IMO with tails is just wrong, it takes away from the elegance they hold..
And a friend of mine said, in Boxers they have found, that the undocked boxers have far less developed rears than the ones without...

I think it's interesting that this can be like that...


----------



## ArreauStandardPoodle (Sep 1, 2009)

I had not even thought about the other breeds. I think a Dobe or Boxer with undone tails and ears do not even look like a Dobe or a Boxer. There is something so incredibly elegant about a Dobe with its short tail and erect ears. Maybe the solution is not a universal ban, but rather choice to do it how you wish, and universal acceptance of that choice. I am so flustered right now, hoping to get a show pup into Sweden, but have no idea if it is ever going to happen because of their stance on docked tails. I am not prepared to leave the entire litter undocked (yet) and am not prepared to say I can pick a show puppy at three days old. It is a bit of a bugger. I do not like how this is being done in Canada, with the vets deciding this is the way it should be so that's it, and now the ban has begun in parts of the country.


----------



## roxy25 (Dec 18, 2008)

Rottweilers look weird with tails , Boxers, dobies , Australian Sheps ( look like borders with tails lol ) , american cockers look weird also .

OT
I like crops on Dobies and boxers but the length the show people cut them is excessive to me some are ao long they make the dog look goofy IMO. This also goes for great danes, the dog they used for the new movie marmaduke his ears are so ridiculous looking to me. 

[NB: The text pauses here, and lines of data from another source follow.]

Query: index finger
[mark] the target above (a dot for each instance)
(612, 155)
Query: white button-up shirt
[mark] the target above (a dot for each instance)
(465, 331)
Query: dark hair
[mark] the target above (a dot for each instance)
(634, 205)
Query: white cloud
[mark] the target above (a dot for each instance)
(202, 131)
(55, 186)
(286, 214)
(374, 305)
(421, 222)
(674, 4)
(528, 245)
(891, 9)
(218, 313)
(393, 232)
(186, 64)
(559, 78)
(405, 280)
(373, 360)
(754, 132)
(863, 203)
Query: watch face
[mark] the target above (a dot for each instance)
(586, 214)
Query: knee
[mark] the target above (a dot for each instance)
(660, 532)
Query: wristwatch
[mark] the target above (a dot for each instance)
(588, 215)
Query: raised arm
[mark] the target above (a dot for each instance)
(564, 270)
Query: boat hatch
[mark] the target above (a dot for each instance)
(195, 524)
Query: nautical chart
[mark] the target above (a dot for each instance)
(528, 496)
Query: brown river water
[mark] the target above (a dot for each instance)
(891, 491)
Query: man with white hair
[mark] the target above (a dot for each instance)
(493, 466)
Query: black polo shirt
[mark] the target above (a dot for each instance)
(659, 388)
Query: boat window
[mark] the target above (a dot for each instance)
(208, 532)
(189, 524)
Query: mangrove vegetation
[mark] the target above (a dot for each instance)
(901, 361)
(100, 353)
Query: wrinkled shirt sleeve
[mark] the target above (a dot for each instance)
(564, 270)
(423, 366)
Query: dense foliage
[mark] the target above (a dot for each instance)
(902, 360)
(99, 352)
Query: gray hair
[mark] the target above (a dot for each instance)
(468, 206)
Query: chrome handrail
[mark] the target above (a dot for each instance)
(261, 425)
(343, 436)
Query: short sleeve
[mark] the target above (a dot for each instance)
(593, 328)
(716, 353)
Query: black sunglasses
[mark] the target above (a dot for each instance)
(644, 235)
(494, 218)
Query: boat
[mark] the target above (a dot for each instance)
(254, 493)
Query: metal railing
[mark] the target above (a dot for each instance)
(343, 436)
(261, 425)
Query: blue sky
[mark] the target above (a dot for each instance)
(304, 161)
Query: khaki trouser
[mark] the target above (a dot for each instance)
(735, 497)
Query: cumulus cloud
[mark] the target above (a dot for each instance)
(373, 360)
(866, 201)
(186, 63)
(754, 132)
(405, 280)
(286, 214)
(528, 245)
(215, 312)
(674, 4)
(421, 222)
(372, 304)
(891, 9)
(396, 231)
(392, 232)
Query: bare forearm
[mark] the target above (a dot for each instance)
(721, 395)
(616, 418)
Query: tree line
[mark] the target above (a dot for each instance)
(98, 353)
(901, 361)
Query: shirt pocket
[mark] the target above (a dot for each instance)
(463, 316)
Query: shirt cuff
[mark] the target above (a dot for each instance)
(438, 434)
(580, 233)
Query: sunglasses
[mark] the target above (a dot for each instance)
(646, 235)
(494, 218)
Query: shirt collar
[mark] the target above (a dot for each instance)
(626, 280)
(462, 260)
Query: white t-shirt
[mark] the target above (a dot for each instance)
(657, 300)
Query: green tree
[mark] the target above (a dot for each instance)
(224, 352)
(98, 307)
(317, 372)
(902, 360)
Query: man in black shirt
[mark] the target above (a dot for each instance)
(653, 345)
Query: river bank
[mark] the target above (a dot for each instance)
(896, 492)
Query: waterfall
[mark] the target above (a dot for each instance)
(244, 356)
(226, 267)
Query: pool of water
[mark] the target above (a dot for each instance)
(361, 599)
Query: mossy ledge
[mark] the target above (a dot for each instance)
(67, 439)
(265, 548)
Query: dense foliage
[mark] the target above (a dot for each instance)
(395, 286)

I like apbt with a good crop too some amstaff breeders are cutting their dogs ears too long I am like ewww

this dobies ears I are just too long to me 









I like this one










IMO I can deal with no ear cropping but the tail docking is a must for me on some breeds. boxers look good with no cropped ears same with dobies. In Au I was looking at a dane breeders website and they hold the ears up for the judges I thought that was funny but the ears look cropped lol 


rooster


----------



## jak (Aug 15, 2009)

roxy25 said:


> Rottweilers look weird with tails , Boxers, dobies , Australian Sheps ( look like borders with tails lol ) , american cockers look weird also .
> 
> OT
> I like crops on Dobies and boxers but the length the show people cut them is excessive to me some are ao long they make the dog look goofy IMO. This also goes for great danes, the dog they used for the new movie marmaduke his ears are so ridiculous looking to me.
> ...


I don't having no crops... it's already banned here anyway...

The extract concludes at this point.